UNITED STATES

SECURITIES AND EXCHANGE COMMISSION

Washington, D.C. 20549

 

FORM 8-K

 

CURRENT REPORT

 

Pursuant to Section 13 or 15(d) of

the Securities Exchange Act of 1934

 

Date of Report (Date of earliest event reported): October 1, 2012

 

COMMAND SECURITY CORPORATION

(Exact name of registrant as specified in its charter) 

 

New York

(State or other jurisdiction

of incorporation)

001-33525

(Commission

File Number)

 

14-1626307

(I.R.S. Employer

Identification No.)

 

 

1133 Route 55, Suite D

Lagrangeville, New York

(Address of principal executive offices)

 

12540

(Zip Code)

 

 

(845) 454-3703

(Registrant’s telephone number, including area code)

 

 

N/A

(Former name or former address, if changed since last report)

           

Check the appropriate box below if the Form 8-K filing is intended to simultaneously satisfy the filing obligation of the registrant under any of the following provisions:

 

o Written communications pursuant to Rule 425 under the Securities Act (17 CFR 230.425)

 

o Soliciting material pursuant to Rule 14a-12 under the Exchange Act (17 CFR 240.14a-12)

 

o Pre-commencement communications pursuant to Rule 14d-2(b) under the Exchange Act (17 CFR 240.14d-2(b))

 

o Pre-commencement communications pursuant to Rule 13e-4(c) under the Exchange Act (17 CFR 240.13e-4(c))

 
 

 

Item 5.02 Departure of Directors or Certain Officers; Election of Directors; Appointment of Certain Officers; Compensatory Arrangements of Certain Officers.

 

(b) Departure of Certain Officers.

 

On October 3, 2012, Command Security Corporation (the “Company”) announced the resignation of Martin C. Blake, Jr. as Director and Chief Operating Officer, effective October 1, 2012. Mr.

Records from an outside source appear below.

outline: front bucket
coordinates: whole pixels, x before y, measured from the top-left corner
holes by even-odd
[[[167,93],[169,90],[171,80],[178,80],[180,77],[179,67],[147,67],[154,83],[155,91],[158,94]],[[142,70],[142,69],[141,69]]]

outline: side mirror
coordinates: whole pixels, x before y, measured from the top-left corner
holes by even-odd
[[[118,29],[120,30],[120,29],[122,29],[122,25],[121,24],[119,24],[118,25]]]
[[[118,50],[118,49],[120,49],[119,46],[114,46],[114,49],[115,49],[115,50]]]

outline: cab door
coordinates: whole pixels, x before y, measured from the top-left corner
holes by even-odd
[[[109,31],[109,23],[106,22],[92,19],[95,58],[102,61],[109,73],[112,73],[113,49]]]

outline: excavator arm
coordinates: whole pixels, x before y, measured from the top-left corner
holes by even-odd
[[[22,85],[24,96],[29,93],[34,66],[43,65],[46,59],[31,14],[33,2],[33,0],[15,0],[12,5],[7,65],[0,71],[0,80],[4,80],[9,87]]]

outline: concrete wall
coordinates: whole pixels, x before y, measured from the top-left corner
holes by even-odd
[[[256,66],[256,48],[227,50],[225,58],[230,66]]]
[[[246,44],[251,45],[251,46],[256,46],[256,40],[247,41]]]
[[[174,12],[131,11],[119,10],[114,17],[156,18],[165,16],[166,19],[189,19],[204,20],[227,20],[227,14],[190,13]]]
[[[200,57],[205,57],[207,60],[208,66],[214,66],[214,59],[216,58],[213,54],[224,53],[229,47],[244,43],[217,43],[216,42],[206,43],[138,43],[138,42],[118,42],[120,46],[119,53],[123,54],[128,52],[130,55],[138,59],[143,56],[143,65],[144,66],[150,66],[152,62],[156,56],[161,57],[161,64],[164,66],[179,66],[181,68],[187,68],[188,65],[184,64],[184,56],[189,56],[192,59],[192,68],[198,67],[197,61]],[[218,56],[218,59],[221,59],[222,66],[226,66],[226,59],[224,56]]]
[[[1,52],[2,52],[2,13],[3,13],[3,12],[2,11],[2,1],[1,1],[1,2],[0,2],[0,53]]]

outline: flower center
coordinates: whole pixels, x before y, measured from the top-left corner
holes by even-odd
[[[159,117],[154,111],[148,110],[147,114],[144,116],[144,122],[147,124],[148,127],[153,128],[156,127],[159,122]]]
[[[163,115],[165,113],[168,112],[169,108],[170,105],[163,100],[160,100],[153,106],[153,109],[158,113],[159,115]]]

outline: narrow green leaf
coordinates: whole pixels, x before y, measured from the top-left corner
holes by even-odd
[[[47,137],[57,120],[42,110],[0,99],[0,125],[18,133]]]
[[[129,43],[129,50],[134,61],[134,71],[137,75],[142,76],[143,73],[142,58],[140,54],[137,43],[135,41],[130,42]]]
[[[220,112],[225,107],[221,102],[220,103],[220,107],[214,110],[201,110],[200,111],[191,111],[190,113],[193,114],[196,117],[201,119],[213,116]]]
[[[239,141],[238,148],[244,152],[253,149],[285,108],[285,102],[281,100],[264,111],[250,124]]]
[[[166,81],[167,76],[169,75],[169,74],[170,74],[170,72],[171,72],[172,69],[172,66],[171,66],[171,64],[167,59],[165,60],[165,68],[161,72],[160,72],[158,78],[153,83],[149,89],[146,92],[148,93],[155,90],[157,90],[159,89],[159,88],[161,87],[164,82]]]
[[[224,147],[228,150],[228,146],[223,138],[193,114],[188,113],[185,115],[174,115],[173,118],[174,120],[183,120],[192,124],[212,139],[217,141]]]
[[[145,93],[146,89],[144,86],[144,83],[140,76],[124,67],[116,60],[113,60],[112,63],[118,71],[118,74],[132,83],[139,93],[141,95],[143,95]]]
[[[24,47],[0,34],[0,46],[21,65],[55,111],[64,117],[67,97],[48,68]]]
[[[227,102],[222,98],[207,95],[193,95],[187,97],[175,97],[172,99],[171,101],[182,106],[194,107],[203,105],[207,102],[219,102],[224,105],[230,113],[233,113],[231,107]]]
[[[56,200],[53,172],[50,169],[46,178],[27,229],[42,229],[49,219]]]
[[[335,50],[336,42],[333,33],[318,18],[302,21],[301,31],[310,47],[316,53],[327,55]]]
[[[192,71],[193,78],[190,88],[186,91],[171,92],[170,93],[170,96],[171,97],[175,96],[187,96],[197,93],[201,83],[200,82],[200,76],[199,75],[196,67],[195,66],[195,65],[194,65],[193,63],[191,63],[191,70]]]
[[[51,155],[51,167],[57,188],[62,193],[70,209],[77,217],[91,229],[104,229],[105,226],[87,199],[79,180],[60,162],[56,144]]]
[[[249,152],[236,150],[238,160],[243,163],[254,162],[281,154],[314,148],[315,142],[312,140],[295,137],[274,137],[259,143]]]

Blake will receive severance benefits in accordance with his existing employment agreement previously filed as an exhibit to the Company’s Quarterly Report on Form 10-Q for the quarter ended June 30, 2008.

 

(c) Appointment of Certain Officers.

 

On October 3, 2012, the Company announced the appointment of Scott Landry as the Company’s Vice President for Operations. Mr. Landry’s appointment will become effective immediately on his employment start date of October 15, 2012. Prior to joining the Company, Mr. Landry, age 47, served as Executive Strategy Advisor for FedEx Services Inc. in Memphis, Tennessee from December 2011 until September 2012. In addition, from January 2009 until December 2011, he served as Managing Director for Highland Growth Partners, LLC, an independent management consulting firm. Previously, Mr. Landry served as Senior Vice President for operations and business development for Brink’s Inc., an international security and cash services company from May 2005 until December 2008. Mr. Landry has also served as a business strategy consultant with Booz Allen Hamilton Inc. and L.E.K Consulting Group LLC. Mr. Landry is a combat veteran, a graduate of the U.S. Military Academy and received his MBA from Harvard University.

 

Pursuant to the terms of an employment offer letter dated October 1, 2012 (the “Landry Employment Agreement”), Mr. Landry’s initial annual base salary will be $175,000. Mr. Landry is also eligible to receive an annual bonus of up to 30% of his annual base salary, payable at the discretion of the Company’s Board of Directors (the “Annual Bonus”). Additionally, if and when it becomes available, Mr. Landry will be granted stock options with a target of 25% of his annual base salary, to be determined by the Board of Directors. Upon termination, Mr. Landry is eligible to receive a severance payment of twelve (12) months pay.

 

The foregoing description of the Landry Employment Agreement is a summary of the material terms of the Landry Employment Agreement and is qualified in its entirety by reference to the Landry Employment Agreement filed as Exhibit 10.1 to this Current Report on Form 8-K and incorporated by reference herein.

 
 

 

 

Item 9.01 Financial Statements and Exhibits.

 

(d) Exhibits.

 

  Exhibit No.   Description
  10.1   Landry Employment Offer Letter dated October 1, 2012
  99.1   Press Release dated October 3, 2012.

 

 

 
 

 

SIGNATURES

 

Pursuant to the requirements of the Securities Exchange Act of 1934, the registrant has duly caused this report to be signed on its behalf by the undersigned hereunto duly authorized.

 

  COMMAND SECURITY CORPORATION
     
     
Dated: October 4, 2012 By:   /s/ Barry Regenstein
  Name: Barry Regenstein
  Title: President and Chief Financial Officer
           

 
 

 

Exhibit Index

 

Exhibit No.   Description
10.1   Landry Employment Offer Letter dated October 1, 2012
99.1   Press Release dated October 3, 2012.